Salves est donc une pièce de l’engagement. Pendant le spectacle, un des interprètes écrit sur un tableau la phrase suivante : « Quand on est dans la merde jusqu’au cou, il ne reste plus qu’à chanter ». On y reconnaît la marque de l’engagement camusien, d’un Sisyphe qui remonterait inlassablement sa pierre en haut de la montagne, mais qu’il faudrait quand même « imaginer (…) heureux » puisqu’il continue à se mouvoir, et donc à vivre. Le problème de Salves, c’est qu’en voulant reconsidérer les barrières entre les arts et leur représentation, Maguy Marin extrait la danse du spectacle ; voire même le spectacle du spectacle. Le résultat est simple : Sisyphe ne bouge plus, il perd tout élan vital, il est malheureux. À l’instar de ces trois magnétophones factices, le spectacle s’enroule sur lui-même inlassablement, en n’emportant avec lui rien d’autre qu’une vieille bande magnétique.
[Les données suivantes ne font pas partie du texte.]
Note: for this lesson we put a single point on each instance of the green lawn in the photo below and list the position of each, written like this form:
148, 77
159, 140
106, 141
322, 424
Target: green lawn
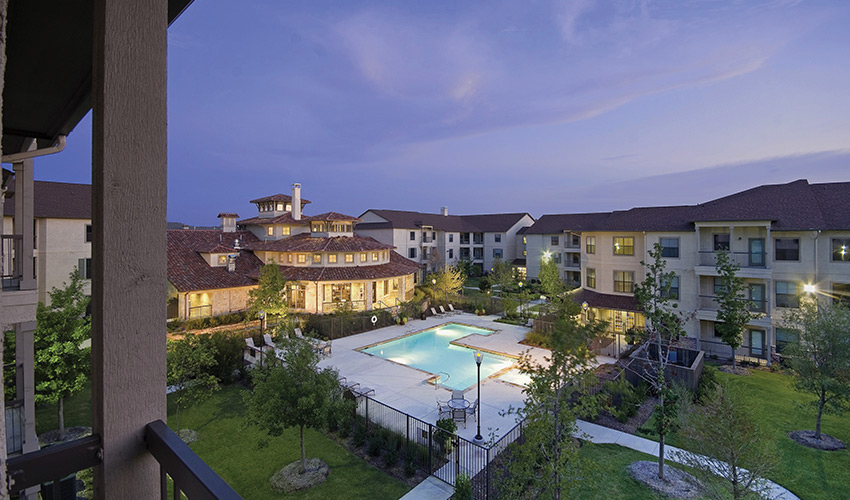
808, 473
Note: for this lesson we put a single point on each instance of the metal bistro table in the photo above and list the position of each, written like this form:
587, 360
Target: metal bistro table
459, 406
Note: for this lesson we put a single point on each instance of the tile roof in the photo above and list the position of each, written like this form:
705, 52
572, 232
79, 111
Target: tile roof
55, 200
305, 242
484, 223
279, 197
605, 301
398, 266
188, 271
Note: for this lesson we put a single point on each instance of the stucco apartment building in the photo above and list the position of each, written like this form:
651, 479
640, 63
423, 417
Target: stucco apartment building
416, 235
326, 265
789, 240
62, 233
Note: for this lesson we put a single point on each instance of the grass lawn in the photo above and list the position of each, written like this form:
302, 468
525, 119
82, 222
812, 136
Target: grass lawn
808, 473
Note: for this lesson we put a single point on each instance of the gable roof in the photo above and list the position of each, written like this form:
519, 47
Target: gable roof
483, 223
55, 200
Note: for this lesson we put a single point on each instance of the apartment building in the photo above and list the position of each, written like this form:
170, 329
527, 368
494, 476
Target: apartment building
790, 240
437, 239
62, 233
326, 265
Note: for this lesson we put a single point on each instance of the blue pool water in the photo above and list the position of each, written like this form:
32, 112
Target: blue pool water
430, 350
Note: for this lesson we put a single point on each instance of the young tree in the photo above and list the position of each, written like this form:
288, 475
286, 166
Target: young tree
739, 448
270, 294
548, 463
820, 359
62, 365
663, 326
734, 313
294, 394
550, 280
190, 362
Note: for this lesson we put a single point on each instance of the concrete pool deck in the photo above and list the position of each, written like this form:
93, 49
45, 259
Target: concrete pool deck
408, 390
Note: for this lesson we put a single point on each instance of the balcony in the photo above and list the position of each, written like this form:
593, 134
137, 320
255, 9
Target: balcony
11, 265
189, 474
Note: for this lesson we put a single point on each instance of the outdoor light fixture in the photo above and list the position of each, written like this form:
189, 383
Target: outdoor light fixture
479, 356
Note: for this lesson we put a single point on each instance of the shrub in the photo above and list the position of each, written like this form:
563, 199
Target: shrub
463, 487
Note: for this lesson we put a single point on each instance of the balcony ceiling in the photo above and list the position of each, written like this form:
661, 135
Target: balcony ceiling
49, 68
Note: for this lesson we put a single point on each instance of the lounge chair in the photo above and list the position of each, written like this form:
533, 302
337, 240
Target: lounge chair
472, 410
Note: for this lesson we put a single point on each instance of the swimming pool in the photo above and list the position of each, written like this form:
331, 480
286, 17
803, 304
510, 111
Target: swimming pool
431, 350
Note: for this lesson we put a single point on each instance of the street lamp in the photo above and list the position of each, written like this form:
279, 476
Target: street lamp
478, 358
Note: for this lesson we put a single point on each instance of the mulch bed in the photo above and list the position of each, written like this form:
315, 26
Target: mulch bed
825, 443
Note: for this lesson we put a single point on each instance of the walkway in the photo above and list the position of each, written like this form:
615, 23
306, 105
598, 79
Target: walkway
435, 489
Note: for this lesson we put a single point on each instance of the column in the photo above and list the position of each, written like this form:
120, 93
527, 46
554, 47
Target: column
129, 248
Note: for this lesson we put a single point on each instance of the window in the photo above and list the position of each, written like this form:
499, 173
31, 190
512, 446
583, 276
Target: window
721, 241
787, 248
841, 249
673, 292
624, 245
669, 247
787, 294
84, 268
624, 281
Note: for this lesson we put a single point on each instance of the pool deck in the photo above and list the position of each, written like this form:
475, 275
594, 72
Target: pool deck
406, 389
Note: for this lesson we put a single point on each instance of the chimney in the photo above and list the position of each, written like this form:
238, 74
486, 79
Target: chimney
296, 201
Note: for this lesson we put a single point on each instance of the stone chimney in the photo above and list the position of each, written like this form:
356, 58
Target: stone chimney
296, 201
228, 222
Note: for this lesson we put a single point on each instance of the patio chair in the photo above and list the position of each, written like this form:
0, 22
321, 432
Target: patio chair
472, 410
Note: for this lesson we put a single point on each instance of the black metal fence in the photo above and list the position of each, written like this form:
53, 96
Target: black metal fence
429, 448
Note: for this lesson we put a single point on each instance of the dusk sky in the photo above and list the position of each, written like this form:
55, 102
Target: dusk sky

Dans la notice au spectateur, la chorégraphe parle de « catastrophes collectives du XXe siècle », de « champ de ruines dépourvus d’inscription dans l’histoire, c’est-à-dire sans mémoire ni devenir ». Salves est en effet également une pièce de la mémoire, une pièce politique. Et c’est peut-être là que réside l’incohérence majeure du propos. On ne joue pas un tel spectacle en intérieur. Le théâtre a une mémoire esthétique et émotionnelle. La mémoire politique, elle, ne se danse pas à l’abri sur les planches, mais à découvert et dans la rue, exposée aux seules et vraies « Salves », celles des pavés.